NFL Greatest Villains

Ranking The Top 5 NFL Greatest Villains

The NFL is built on villainy. It's way more fun to collectively hate on a few players than it is to cheer for your own team — especially when that team wins seven or eight games every year.

But, which recent NFL villains are the top baddies? There are plenty of NFL players notorious for their despicable and illegal deeds off the field, but for the sake of this list we're keeping it to on-field villainy. Here are the top five villains in recent NFL history:

5. Richard Sherman: The Trash Talker

Richard Sherman was the king of the trash talk. He embraced the villainy, and just ruined opponents with his words. Here are a few of his best bars: 

  • When he called Skip Bayless an "ignorant, pompous, egotistical, cretin"
  • Dubbing Tom Brady's Patriots a "gimmick offense"
  • When he dominated Michael Crabtree on the field and then called him a "sorry ass receiver" on national television

4. Aqib Talib: The Chain Snatcher

Another cornerback who lived rent free in Michael Crabtree's head? A long-time Broncos DB, Aqib Talib made a habit of snatching chains and taking names during his NFL prime.

The five-time Pro Bowler went after Crabtree's chain twice during 2017. He failed to yank it off his neck the first time, but in November Talib succeeded. The cornerback broke the receiver's bling, and the two tackled each other to the ground and started a team-wide fight. Talib was ejected and fined $500,000 for the fiasco.

Sure, Crabtree was also ejected and fined, too. But it's pretty clear who the real villain in this situation was.

3. Bill Belichick and Tom Brady: The Winners*

There will never be a more complicated sporting duo than Brady and Belichick. For two decades, the coach and QB pairing dominated the NFL, winning six Super Bowls and a million consecutive AFC East crowns.

If you're a Pats fan, you love 'em. For the rest of us? Obvious villains.

It doesn't help that Brady and Belichick's Patriots were mired in cheating scandals and asterisk titles for most of their time together. First there was the tuck rule game, then SpyGate, and most recently, Deflategate. Brady and Belichick were the perfect villains, because they kept winning, kept (allegedly) cheating and kept getting away with it all.

2. Ndamukong Suh: The Stomper

Ndamukong Suh is one of the NFL's best defensive tackles in the modern NFL. He's been on some great teams, winning Super Bowl LV and making it to the big game twice more.

But, his legacy will forever be defined by a few dirty plays during the beginning of his career. In his first two seasons alone, Suh set the record for most personal fouls in a player's first 32 games (9) and earned two suspensions during his career. Most famously, the DT was suspended for two games for stomping on the arm of Packers lineman Evan Dietrich-Smith.

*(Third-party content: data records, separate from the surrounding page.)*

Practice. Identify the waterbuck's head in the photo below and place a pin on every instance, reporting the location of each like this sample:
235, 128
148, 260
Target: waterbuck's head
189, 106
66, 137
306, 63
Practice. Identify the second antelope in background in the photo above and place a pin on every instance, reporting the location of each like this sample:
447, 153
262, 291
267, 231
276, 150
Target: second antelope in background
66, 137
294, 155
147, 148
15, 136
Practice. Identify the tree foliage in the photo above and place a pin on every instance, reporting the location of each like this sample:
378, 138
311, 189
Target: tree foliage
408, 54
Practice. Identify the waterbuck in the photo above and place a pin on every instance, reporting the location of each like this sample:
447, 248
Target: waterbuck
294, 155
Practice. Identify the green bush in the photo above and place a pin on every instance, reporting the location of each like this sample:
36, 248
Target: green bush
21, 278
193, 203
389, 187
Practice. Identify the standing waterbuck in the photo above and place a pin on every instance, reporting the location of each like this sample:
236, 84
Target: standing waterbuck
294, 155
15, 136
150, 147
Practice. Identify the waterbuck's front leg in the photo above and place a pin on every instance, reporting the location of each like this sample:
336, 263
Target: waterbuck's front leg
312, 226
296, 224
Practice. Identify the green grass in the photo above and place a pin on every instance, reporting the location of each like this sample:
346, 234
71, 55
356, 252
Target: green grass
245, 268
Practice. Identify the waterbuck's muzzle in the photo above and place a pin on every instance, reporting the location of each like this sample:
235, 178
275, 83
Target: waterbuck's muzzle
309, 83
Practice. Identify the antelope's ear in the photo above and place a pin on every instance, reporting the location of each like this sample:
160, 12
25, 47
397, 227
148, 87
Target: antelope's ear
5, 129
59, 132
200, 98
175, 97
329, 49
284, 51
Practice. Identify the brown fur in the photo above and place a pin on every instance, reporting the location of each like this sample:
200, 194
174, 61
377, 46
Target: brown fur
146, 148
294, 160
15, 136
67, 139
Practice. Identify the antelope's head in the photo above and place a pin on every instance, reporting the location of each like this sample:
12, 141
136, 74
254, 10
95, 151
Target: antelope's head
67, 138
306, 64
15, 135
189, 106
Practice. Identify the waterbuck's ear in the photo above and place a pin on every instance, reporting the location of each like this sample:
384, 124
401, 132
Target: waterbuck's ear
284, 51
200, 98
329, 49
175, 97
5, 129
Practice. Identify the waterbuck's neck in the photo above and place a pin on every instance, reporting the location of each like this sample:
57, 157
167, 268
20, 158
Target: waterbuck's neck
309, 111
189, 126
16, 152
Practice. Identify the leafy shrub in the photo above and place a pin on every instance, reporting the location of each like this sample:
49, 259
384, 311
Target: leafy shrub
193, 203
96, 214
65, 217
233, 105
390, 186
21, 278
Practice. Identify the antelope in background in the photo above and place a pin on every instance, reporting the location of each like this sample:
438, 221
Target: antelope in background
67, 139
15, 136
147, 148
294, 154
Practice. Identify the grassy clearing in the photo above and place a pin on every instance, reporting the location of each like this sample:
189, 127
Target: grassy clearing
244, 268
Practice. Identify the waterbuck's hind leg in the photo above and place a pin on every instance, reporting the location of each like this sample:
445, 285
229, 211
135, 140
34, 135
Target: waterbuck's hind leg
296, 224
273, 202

Suh's certainly improved his reputation since he was named the NFL's "least-liked player" back in 2012, but his early days still earn him top villain status.

1. vontaze burfict: The Dirty Hitter

Vontaze Burfict is the dirtiest player in NFL history.

After earning the title of "meanest man in college football" for his play at Arizona State, the linebacker took his nasty talents to the NFL in 2012. During his first two NFL seasons alone, Burfict received fines for hitting defenseless players, hitting a player in the nuts, grabbing face masks and spearing opponents with his own helmet.

Then, as he became more established in the league, the Bengal took his dirty play to new levels. After four years of goonery, the NFL first suspended Burfict for three games in 2016 for "repeated violations of player safety rules." The next year, he got three more games for a blindside block on Chiefs fullback Anthony Sherman in the preseason. In 2018, he found another way to get in trouble, suspended four games for violating the league's PED policy.

And then, in 2019, the big one: After a helmet hit on Jack Doyle in Week 4, the NFL decided they were no longer in the Vontaze Burfict business. The league suspended him for the rest of the season without pay, citing his "flagrant abuse of player safety rules despite multiple warnings from the league." It was the longest suspension for on-field misconduct in modern NFL history.

In total, Burfict was suspended 22 games and fined over $5.3 million during his career, spending just enough time on the field to earn his spot as the NFL's best modern villain.